A Review of Extensible Query Optimizers in Practice
My roommate and I are in a war with UPS. I came home the other day to find she’d left this note on our front door:
It would appear she also has some kind of additional beef with DHL ("an even more evil company than UPS"). I don’t know anything about that and I’m not getting involved. I think there’s some problem with the app that my landlord installed in lieu of a buzzer, which is causing UPS to think we're not home when we are.
I don’t know what she’s ordered, but I ordered, and consequently had to pay six dollars to reroute, my copy of Extensible Query Optimizers in Practice:
I was made aware of this book by being directed to its publisher's page, which has a completely bizarre pricing scheme:
I of course shrewdly googled around to find a discount code so I only paid something like $70 (plus my six dollars to prevent the UPS demons from telling me they're "sorry they missed me").
If you don't want to be quite so shrewd but want to read this yourself it turns out there is a free pdf available on the Microsoft website. It is also the topic of an as-of-writing, ongoing CMU course.

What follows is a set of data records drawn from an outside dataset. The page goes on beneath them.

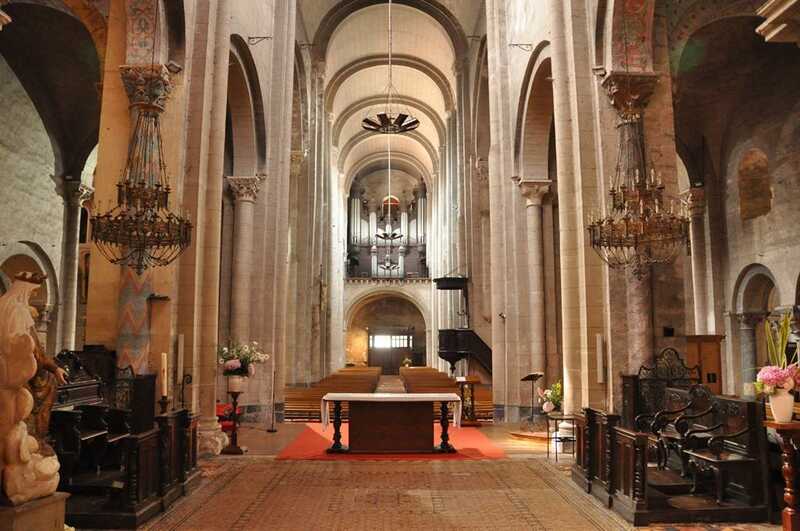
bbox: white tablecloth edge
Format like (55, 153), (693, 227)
(320, 393), (462, 431)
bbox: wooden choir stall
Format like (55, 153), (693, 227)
(572, 348), (780, 526)
(49, 347), (200, 529)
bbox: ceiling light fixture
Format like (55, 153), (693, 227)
(361, 0), (419, 135)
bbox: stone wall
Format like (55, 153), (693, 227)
(0, 56), (64, 300)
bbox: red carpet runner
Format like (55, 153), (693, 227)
(278, 423), (506, 461)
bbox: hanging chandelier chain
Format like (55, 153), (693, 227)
(587, 7), (689, 278)
(91, 2), (192, 275)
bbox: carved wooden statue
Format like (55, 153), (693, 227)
(0, 273), (59, 505)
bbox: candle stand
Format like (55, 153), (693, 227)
(222, 391), (247, 455)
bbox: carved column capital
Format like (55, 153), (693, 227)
(227, 175), (263, 202)
(475, 157), (489, 183)
(289, 149), (305, 177)
(119, 64), (172, 111)
(517, 179), (552, 206)
(64, 181), (94, 207)
(603, 72), (658, 120)
(736, 312), (767, 330)
(686, 186), (706, 217)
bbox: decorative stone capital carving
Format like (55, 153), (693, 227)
(736, 312), (767, 330)
(64, 181), (94, 207)
(289, 149), (305, 177)
(227, 175), (263, 202)
(686, 186), (706, 218)
(603, 72), (658, 120)
(517, 179), (552, 206)
(756, 0), (800, 46)
(475, 157), (489, 183)
(119, 64), (172, 111)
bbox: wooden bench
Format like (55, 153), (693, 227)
(636, 384), (713, 478)
(685, 397), (766, 505)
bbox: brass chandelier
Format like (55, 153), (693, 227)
(361, 0), (419, 135)
(588, 108), (689, 278)
(91, 65), (192, 275)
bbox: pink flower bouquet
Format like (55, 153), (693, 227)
(755, 365), (800, 395)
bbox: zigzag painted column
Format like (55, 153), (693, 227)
(117, 64), (172, 374)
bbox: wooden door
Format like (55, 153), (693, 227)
(686, 335), (725, 395)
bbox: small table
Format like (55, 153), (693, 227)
(764, 420), (800, 531)
(456, 376), (481, 426)
(320, 393), (461, 453)
(547, 413), (575, 463)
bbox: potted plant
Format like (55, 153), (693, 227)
(538, 380), (564, 413)
(755, 313), (800, 422)
(217, 341), (269, 393)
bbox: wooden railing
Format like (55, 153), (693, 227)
(609, 427), (648, 525)
(572, 408), (648, 525)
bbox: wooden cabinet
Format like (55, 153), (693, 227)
(685, 336), (725, 395)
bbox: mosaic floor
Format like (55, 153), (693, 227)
(141, 426), (777, 531)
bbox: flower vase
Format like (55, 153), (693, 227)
(228, 375), (244, 393)
(769, 387), (794, 422)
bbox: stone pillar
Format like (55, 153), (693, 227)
(367, 199), (378, 245)
(737, 312), (766, 396)
(688, 187), (709, 335)
(397, 245), (406, 278)
(400, 200), (410, 245)
(548, 0), (584, 414)
(227, 176), (261, 342)
(519, 180), (551, 384)
(61, 181), (94, 350)
(369, 245), (378, 278)
(603, 72), (658, 378)
(625, 269), (654, 372)
(417, 191), (427, 245)
(195, 1), (230, 455)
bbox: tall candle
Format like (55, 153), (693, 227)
(161, 352), (167, 396)
(175, 334), (184, 385)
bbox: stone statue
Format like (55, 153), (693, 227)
(0, 273), (63, 505)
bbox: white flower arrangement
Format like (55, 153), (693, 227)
(217, 341), (269, 376)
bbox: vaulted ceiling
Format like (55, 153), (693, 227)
(298, 0), (483, 191)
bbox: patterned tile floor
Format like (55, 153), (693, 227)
(146, 425), (777, 531)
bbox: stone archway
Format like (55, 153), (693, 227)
(731, 264), (780, 396)
(0, 242), (61, 355)
(345, 294), (428, 374)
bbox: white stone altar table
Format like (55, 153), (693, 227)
(320, 393), (461, 453)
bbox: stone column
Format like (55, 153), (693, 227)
(737, 312), (766, 396)
(519, 180), (551, 383)
(397, 245), (406, 278)
(417, 191), (427, 245)
(400, 200), (410, 245)
(195, 2), (230, 455)
(369, 245), (378, 278)
(227, 176), (261, 342)
(625, 268), (654, 372)
(367, 199), (378, 245)
(61, 181), (94, 350)
(603, 72), (658, 372)
(687, 187), (709, 335)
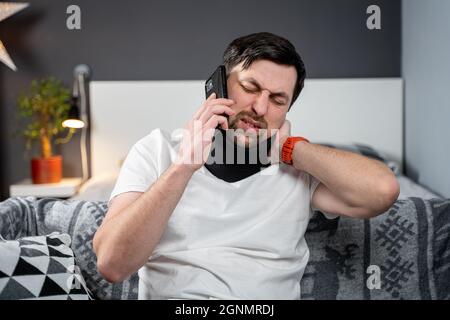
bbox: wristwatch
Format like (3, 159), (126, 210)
(281, 137), (309, 165)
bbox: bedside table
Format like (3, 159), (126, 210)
(9, 178), (81, 198)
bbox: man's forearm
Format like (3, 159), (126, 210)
(96, 165), (193, 282)
(292, 142), (395, 207)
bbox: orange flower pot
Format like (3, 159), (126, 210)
(31, 156), (62, 184)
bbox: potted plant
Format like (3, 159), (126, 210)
(17, 77), (74, 183)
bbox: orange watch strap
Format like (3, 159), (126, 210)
(281, 137), (309, 165)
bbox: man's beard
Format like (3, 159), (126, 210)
(227, 111), (269, 148)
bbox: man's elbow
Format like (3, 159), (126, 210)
(97, 257), (128, 283)
(365, 176), (400, 218)
(93, 231), (127, 283)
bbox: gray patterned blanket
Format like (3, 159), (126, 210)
(0, 198), (450, 300)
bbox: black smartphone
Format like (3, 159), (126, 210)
(205, 65), (228, 99)
(205, 65), (228, 130)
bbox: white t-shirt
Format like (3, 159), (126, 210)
(110, 129), (326, 299)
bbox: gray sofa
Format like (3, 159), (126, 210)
(0, 197), (450, 300)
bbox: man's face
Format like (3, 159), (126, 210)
(227, 60), (297, 147)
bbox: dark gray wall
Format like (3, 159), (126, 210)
(0, 0), (401, 198)
(402, 0), (450, 198)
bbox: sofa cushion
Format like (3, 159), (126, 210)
(302, 198), (450, 300)
(0, 233), (89, 300)
(0, 197), (138, 300)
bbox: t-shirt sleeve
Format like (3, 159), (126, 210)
(309, 175), (339, 219)
(109, 135), (158, 201)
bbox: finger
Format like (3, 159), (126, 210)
(192, 92), (216, 119)
(204, 114), (228, 130)
(199, 105), (236, 123)
(205, 98), (235, 106)
(193, 93), (235, 119)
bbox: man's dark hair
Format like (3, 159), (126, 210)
(223, 32), (306, 108)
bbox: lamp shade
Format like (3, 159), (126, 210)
(62, 98), (85, 129)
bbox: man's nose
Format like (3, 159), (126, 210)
(252, 90), (270, 116)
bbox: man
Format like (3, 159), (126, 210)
(94, 33), (399, 299)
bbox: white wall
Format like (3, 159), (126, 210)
(402, 0), (450, 198)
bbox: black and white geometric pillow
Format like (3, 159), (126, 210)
(0, 232), (90, 300)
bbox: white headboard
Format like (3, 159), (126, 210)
(90, 78), (403, 176)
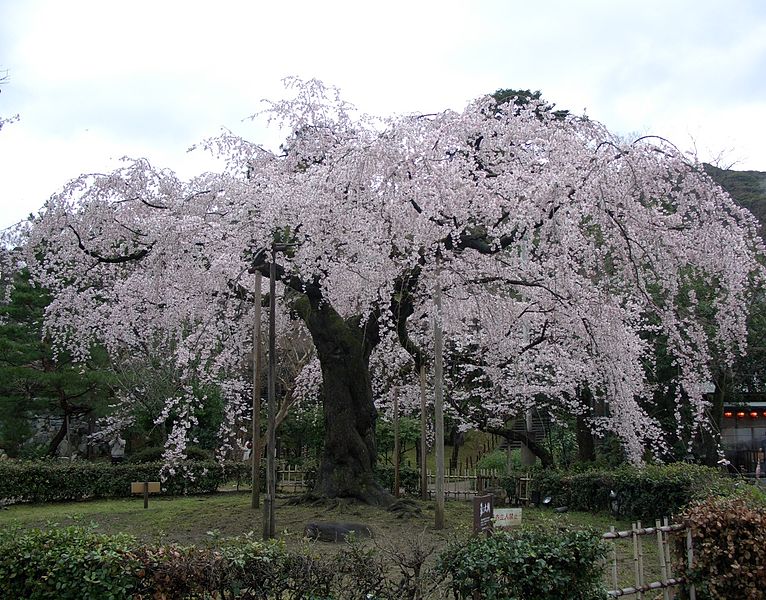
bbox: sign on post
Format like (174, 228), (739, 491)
(473, 494), (493, 533)
(130, 481), (161, 508)
(495, 508), (521, 529)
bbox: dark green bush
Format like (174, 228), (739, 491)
(0, 527), (140, 600)
(0, 461), (249, 504)
(436, 529), (606, 600)
(674, 497), (766, 600)
(0, 527), (427, 600)
(524, 463), (734, 520)
(375, 464), (420, 496)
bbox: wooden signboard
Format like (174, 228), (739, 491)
(495, 508), (521, 529)
(130, 481), (161, 494)
(473, 494), (493, 533)
(130, 481), (161, 508)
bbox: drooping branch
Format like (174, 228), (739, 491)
(67, 224), (154, 264)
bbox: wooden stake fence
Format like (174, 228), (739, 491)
(602, 518), (696, 600)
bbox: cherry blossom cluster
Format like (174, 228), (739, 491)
(15, 80), (763, 459)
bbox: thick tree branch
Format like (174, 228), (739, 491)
(67, 224), (154, 264)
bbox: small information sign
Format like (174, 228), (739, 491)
(473, 494), (493, 533)
(130, 481), (161, 508)
(495, 508), (521, 529)
(130, 481), (160, 494)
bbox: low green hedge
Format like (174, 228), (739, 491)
(0, 527), (616, 600)
(520, 463), (735, 520)
(437, 529), (606, 600)
(375, 463), (420, 496)
(0, 461), (250, 504)
(675, 493), (766, 600)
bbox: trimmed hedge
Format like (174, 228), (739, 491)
(675, 497), (766, 600)
(0, 527), (616, 600)
(520, 463), (735, 520)
(0, 461), (250, 504)
(437, 529), (606, 600)
(0, 527), (406, 600)
(375, 463), (420, 496)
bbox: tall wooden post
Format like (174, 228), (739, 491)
(394, 386), (402, 498)
(263, 247), (277, 540)
(434, 275), (444, 529)
(250, 271), (263, 508)
(420, 365), (428, 500)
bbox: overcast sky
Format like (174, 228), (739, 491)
(0, 0), (766, 227)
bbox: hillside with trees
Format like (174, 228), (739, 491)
(705, 164), (766, 230)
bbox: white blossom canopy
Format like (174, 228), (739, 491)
(19, 81), (762, 457)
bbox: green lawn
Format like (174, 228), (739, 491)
(0, 492), (672, 585)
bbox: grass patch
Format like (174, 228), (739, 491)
(0, 491), (672, 586)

The existence of this book is exciting, if, like me, you like query planning and have ever tried to find canonical resources on it. It's even more exciting if you recognize Surajit Chaudhuri as the author of probably the best query planning paper ever written.
Before I get into each chapter: I think the book is good. If you like this stuff, or you think you might like this stuff, or you have a job-related need to learn about this stuff, you'd probably be hard-pressed to find a better way to understand the lay of the land. The book is a fantastic achievement that probably only this set of authors was capable of putting together in such a lucid way, and the world is better for its existence.
I feel compelled to say this before I get to any criticisms because while it's convenient for me to me to think of this mailing list as "my mother and twenty people I worked with at one time or another" (which is broadly true) the world of databases is small enough that there is some nonzero chance that this makes it back to the authors. This book is great. If you enjoy reading NULL BITMAP, you will enjoy reading Extensible Query Optimizers In Practice.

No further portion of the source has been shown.